Review // Jordan Rakei bares his soul on a spellbinding return

The Ninja Tune-signed artist returns to Bristol with his new jazz-infected, soul-laden album, Wallflower

Interview-Jordan-Rakei-Nitelife-2

Hot off the heels of the release of his acclaimed second album Wallflower, New Zealand-born singer songwriter and multi-instrumentalist Jordan Rakei returned to Bristol last month to treat a sell-out Thekla crowd to his unique brand of self-reflective soul.

Released last month on Ninja Tune, Rakei’s sophomore long player marks a notable progression from his 2016 debut Cloak. The jazz-infected rhythms and soulful swoon of his first record remain but with them comes a newfound lyrical and sonic maturity, resulting in the 25-year-old’s most personal and confident work to date.
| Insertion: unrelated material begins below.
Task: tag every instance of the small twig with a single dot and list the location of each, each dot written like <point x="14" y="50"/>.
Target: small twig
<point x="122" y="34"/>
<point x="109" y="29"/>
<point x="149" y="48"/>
The jazz-infected rhythms and soulful swoon of his first record remain but with them comes a newfound lyrical and sonic maturity

A sentiment no doubt shared by the eager Thekla crowd, who, within seconds of the first sultry strums of album and set opener Eye to Eye, were bobbing and swaying to Rakei’s myriad melodies. By the time the new and improved band had made the familiar transition into second track May, they were transfixed.

A master technician, Rakei skillfully moves between acoustic and electric guitar and keys throughout his sets, and it was on the latter that he continued Wallflower’s chronology with pitch-perfect renditions of Nerve and the epic, string-laden Goodbye, before taking the crowd in the palm of his hand for a beautiful rendition of Chemical Coincidence in his trademark falsetto.

taking the crowd in the palm of his hand for a beautiful rendition of Chemical Coincidence in his trademark falsetto

With this his third appearance in Bristol in just 18 months, following a support slot for Jamie Woon last March and a headline gig at the Louisiana in November, Rakei was keen to honour his loyal support in the city and chose to weave in a few fan favourites from his first record by way of tribute. Midnight Mischief, the anthemic epicentre of his first record, was met with a rapturous reception while the shuffling jazz percussion of Talk to Me rose to a soaring crescendo as Rakei’s new backing band broke the shackles for the first time.

Rakei was keen to honour his loyal support in the city and chose to weave in a few fan favourites from his first record by way of tribute

After a brief interval and a raft of protests for the crowd for more music, Rakei returned to the stage for a two-song encore, beginning with Wallflower’s haunting penultimate track Hiding Place. An aching arrangement of minor chords and fractured trip hop beats, Hiding Place is Rakei at his most vulnerable. A brave choice for an encore, but a risk the crowd delighted in as they stood in awe of the young singer-songwriter. Proceedings were suitably concluded with the memorable Sorceress – Rakei encouraging all to join in with him for the chorus as he riffed and harmonised to a unified conclusion.

A brave choice for an encore, but a risk the crowd delighted in as they stood in awe of the young singer-songwriter

It was a fitting end to a spellbinding performance from Rakei whose singular blend of jazz-inspired instrumentation and soulful harmonies is sure to see the New Zealander go from strength to strength in the coming years.